Zoom out: "Chinese models have already taken over the market," May Habib, CEO of AI firm Writer told Axios, as American AI startups are increasingly leaning on cheaper, open source Chinese models to fine tune their own.
- This allows enterprise users to avoid the high price tag that comes with relying on leading U.S. AI companies.
- It's not just startups: Airbnb CEO Brian Chesky has confirmed the company is using Chinese models because they are cheaper.
Between the lines: If corporations and the government can use Chinese models, but can't use the top U.S. AI models, that could give China a competitive advantage.
- The U.S. government's treatment of Anthropic could cause a "chilling effect to innovation" leaving an opening for Chinese labs with different ethical standards, Jennifer Huddleston, senior fellow in technology policy at Cato told Axios.
- The spread of DeepSeek "provides a channel for promoting Chinese propaganda in the West," according to a report from the Estonian Foreign Intelligence Service.

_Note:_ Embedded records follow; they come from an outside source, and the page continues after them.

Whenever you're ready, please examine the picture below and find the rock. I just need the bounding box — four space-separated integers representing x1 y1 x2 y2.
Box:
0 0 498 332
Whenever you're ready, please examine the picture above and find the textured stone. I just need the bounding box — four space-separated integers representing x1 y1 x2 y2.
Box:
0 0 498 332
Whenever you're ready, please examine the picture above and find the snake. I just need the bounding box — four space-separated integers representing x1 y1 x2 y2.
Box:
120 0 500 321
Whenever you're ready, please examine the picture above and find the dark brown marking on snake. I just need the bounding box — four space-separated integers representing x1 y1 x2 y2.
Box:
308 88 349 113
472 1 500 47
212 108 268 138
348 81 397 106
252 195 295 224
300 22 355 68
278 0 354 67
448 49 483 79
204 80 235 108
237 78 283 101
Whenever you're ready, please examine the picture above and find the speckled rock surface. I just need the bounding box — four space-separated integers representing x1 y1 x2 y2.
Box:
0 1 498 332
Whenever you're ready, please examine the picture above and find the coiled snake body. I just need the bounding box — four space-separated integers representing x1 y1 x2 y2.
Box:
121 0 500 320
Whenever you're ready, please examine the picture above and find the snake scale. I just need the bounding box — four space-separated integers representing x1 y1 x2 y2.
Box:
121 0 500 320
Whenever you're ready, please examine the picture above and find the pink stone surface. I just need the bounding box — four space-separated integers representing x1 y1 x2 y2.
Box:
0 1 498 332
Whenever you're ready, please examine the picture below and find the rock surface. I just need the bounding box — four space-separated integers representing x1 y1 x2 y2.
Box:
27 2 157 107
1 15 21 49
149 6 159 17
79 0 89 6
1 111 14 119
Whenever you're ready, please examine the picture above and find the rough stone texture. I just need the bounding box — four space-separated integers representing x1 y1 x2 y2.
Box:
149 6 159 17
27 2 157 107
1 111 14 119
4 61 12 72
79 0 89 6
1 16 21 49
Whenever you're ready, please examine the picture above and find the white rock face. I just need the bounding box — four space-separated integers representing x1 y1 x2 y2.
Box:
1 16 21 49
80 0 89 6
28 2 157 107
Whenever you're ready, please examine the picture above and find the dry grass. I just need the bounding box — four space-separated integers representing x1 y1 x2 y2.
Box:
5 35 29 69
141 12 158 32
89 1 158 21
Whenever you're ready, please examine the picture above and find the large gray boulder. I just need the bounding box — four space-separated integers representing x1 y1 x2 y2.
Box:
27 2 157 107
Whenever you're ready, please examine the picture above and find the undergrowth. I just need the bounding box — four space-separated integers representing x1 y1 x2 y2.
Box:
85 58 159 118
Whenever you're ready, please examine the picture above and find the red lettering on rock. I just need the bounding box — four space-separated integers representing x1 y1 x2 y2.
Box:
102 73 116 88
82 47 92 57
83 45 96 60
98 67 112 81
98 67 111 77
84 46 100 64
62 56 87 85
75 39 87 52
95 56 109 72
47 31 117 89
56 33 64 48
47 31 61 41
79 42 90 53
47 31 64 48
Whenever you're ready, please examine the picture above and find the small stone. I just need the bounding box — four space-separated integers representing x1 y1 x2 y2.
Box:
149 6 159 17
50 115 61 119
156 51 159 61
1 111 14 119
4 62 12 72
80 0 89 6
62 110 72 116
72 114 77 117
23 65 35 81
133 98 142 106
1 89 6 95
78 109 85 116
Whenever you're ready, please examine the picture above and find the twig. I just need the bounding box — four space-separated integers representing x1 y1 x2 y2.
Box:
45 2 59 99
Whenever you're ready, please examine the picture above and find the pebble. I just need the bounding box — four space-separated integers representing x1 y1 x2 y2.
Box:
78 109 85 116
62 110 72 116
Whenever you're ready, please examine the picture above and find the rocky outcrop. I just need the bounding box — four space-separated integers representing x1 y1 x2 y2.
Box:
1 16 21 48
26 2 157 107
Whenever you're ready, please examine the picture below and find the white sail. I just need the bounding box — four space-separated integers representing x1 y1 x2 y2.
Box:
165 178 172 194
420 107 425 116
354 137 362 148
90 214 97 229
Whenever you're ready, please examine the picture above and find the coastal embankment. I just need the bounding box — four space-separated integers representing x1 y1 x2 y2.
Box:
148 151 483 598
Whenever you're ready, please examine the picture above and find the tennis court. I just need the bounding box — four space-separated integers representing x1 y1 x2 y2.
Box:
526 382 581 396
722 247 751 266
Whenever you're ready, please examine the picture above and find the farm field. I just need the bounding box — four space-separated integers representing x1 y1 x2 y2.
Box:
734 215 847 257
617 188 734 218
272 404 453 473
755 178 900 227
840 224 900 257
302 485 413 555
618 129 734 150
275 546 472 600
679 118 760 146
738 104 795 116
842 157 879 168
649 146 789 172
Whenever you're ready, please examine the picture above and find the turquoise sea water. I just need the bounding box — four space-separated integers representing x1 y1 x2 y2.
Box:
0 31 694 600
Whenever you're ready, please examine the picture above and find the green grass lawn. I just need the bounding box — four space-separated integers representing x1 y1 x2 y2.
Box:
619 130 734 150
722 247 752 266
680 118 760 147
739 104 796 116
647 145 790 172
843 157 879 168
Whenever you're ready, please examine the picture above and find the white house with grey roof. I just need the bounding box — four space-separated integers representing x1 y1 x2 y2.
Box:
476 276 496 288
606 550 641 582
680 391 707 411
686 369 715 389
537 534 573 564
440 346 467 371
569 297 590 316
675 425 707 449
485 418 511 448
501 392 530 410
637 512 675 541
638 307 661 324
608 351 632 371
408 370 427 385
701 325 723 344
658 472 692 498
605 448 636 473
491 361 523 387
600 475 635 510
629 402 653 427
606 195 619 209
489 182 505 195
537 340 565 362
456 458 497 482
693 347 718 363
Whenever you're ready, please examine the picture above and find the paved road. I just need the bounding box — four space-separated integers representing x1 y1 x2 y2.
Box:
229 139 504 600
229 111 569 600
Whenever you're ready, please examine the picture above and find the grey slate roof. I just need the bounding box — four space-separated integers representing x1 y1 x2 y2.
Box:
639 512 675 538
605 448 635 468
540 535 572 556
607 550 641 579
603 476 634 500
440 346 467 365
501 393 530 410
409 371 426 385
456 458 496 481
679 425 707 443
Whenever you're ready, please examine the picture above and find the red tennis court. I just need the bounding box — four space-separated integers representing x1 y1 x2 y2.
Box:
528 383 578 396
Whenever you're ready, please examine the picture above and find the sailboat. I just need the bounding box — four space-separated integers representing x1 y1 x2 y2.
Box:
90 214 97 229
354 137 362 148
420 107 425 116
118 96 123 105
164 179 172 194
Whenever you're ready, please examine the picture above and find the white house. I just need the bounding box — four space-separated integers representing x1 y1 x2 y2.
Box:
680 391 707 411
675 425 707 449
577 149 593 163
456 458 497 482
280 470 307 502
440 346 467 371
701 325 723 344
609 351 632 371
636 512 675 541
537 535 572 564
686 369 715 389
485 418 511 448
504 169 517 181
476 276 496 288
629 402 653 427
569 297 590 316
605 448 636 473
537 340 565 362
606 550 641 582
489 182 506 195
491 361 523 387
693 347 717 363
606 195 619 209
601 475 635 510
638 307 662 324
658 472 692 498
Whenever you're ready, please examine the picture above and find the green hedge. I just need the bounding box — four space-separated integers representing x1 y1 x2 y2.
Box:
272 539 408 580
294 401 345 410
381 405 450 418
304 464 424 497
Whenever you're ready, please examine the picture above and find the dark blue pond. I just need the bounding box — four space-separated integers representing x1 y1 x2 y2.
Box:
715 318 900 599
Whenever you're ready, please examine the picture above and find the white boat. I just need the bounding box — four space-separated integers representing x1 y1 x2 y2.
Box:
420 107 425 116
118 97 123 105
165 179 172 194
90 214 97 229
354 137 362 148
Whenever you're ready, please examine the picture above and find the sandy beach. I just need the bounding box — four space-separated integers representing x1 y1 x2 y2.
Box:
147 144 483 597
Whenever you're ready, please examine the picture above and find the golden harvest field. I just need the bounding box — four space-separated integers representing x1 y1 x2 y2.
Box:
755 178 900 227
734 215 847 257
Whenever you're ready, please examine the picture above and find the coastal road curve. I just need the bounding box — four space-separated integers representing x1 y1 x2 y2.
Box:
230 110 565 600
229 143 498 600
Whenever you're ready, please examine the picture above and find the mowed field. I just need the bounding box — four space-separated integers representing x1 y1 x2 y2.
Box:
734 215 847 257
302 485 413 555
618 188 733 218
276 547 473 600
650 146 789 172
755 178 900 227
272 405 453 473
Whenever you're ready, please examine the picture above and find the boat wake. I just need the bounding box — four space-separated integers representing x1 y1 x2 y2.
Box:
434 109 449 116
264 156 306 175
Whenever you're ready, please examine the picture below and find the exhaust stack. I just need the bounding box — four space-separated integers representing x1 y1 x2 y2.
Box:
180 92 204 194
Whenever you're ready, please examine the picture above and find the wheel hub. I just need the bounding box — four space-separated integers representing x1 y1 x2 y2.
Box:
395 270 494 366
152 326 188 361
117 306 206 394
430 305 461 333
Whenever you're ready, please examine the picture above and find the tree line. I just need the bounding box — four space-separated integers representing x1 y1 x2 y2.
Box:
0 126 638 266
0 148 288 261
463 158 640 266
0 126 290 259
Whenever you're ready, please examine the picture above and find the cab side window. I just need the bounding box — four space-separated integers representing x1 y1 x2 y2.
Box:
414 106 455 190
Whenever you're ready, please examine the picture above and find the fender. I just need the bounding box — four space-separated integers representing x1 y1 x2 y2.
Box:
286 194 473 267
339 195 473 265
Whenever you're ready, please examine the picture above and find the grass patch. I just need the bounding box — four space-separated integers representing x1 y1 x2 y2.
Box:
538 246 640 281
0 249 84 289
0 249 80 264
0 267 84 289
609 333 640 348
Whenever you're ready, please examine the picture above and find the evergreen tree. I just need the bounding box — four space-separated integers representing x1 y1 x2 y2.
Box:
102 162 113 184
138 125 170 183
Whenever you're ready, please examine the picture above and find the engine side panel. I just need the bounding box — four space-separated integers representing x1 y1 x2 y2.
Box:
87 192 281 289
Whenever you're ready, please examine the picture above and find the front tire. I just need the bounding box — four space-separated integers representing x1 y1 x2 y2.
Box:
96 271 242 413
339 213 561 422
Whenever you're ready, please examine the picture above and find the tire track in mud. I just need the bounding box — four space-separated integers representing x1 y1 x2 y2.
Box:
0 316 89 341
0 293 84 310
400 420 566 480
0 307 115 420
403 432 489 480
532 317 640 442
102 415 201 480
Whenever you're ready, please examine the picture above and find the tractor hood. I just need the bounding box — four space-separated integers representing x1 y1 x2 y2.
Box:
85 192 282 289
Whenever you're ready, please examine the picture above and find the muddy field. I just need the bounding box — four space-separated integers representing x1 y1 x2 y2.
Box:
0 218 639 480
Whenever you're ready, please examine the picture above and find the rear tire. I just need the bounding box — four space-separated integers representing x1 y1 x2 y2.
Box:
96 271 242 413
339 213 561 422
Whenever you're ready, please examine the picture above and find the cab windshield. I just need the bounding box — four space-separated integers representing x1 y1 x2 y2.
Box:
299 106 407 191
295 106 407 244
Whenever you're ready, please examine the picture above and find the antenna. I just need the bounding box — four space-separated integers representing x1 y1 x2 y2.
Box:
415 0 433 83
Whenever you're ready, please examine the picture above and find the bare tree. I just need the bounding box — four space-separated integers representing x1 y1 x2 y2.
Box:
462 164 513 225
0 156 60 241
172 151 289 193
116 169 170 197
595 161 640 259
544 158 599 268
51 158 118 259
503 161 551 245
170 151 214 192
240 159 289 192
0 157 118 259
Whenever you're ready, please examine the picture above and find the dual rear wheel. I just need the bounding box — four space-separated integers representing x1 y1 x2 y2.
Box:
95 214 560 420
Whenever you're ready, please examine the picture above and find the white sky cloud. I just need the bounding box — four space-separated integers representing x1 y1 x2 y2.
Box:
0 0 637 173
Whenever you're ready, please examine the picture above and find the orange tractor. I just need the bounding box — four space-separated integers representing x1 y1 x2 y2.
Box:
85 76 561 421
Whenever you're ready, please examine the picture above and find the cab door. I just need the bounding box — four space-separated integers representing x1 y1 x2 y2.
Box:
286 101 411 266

- DeepSeek's privacy policy also states that it stores user data on Chinese servers, governed under Chinese law, including government requests for data.
Flashback: Anthropic has argued that Chinese labs are actively trying to extract insights from U.S. frontier models to improve their own.
- If the Pentagon limits access to a domestic lab while foreign rivals continue advancing, critics say that could widen the competitive gap Washington is trying to avoid.
Yes, but: The military has made clear in several other ways that it doesn't want employees using Chinese models.
- The U.S. Navy banned the use of DeepSeek, and so did the Pentagon after discovering employees were using the chatbot on work computers.
- A supply chain risk designation is separate from banning use of a company's product: A supply chain risk weaponizes procurement, forcing any company with government ties to separate from firms deemed supply chain risks. A ban simply prevents use.
The bottom line: By restricting Anthropic, a leading U.S. AI firm, the government could give Chinese competitors — already expanding in the U.S. market — a strategic opening.
- "If the White House were serious about AI leadership, it wouldn't try to kneecap a top frontier lab," McFaul wrote on X.